Smartphone Showdown: Nokia Ships N900
With this new high-end handset, Nokia is hoping to restore its smartphone image, which has taken a beating from the success of Apple Inc. (Nasdaq: AAPL)'s iPhone and taken a backseat to devices based on Google (Nasdaq: GOOG)'s Android platform, such as Motorola Inc. (NYSE: MOT)'s Droid. (See Verizon's Attack of the 'Droids, Android's Steep Climb, and Verizon's Droid Takes On AT&T's iPhone, and The Android Shopping List.)
That the phone maker has lost ground to the likes of Apple and BlackBerry and others is evident in the company's latest market-share figures. Just this year, Nokia's share of the smartphone market fell from 41 percent in the second quarter to 35 percent in the third quarter. (See iPhone Sales Soar.)
Nokia has even launched a legal battle against Apple, claiming the iPhone infringes 10 of its patents. (See Nokia Fires Volley at Apple's iPhone .)
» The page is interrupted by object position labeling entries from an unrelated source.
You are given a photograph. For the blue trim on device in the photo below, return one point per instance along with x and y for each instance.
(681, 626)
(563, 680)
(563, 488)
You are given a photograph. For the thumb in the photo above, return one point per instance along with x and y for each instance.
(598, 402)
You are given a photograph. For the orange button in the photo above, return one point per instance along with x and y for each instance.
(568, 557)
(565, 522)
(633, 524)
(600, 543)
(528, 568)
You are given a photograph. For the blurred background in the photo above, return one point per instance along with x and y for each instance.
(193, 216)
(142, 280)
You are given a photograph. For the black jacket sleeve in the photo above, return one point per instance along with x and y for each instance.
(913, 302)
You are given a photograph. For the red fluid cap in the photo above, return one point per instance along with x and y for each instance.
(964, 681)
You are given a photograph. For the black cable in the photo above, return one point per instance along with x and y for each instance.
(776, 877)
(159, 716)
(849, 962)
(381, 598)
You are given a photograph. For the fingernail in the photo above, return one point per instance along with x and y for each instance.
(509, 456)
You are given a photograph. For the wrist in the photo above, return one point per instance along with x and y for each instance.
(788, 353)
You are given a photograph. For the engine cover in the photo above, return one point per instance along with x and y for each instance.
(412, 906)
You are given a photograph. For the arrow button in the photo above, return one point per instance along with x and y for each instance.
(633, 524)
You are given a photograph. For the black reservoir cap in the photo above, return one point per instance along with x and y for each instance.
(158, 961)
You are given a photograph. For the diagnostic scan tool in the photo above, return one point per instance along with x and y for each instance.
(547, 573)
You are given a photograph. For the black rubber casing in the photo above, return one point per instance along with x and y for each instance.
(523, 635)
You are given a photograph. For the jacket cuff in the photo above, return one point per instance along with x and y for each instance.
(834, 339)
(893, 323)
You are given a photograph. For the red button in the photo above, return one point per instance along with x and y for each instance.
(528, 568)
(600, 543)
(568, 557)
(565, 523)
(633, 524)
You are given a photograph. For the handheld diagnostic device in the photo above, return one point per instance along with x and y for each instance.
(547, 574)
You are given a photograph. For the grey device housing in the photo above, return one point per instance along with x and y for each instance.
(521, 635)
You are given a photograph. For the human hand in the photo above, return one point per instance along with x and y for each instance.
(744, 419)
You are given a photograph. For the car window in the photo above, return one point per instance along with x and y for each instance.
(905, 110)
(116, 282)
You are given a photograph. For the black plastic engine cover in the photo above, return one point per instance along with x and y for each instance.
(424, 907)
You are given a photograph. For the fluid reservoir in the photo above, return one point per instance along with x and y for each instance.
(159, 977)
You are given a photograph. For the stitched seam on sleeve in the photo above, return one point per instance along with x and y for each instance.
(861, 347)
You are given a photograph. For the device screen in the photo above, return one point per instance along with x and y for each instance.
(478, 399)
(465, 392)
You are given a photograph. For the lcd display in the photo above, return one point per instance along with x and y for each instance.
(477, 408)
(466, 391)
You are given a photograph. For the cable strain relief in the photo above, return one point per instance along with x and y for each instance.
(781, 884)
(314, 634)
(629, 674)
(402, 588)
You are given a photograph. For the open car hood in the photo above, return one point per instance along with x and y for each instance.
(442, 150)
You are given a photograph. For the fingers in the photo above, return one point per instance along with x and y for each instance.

Against that backdrop, Nokia started shipping its high-end hopeful, the N900, which will be available in retail stores this month for €500 (US$748), not including sales tax or subsidies. Initially, the handset will be sold in Europe, the Middle East, Russia, and North America.
One of the standout features of this device is that it's based on the open-source Linux-based Maemo operating system, which Nokia describes as having been "designed with the Internet at its core."
Nokia actually calls the N900 device a mobile computer because the company claims it can browse the Internet and run multiple simultaneous applications in the same way as a desktop computer.
The N900 also has a 5 megapixel camera and built-in 32-Gbyte storage, which is enough to 7,000 songs or 40 hours of DVD-quality video.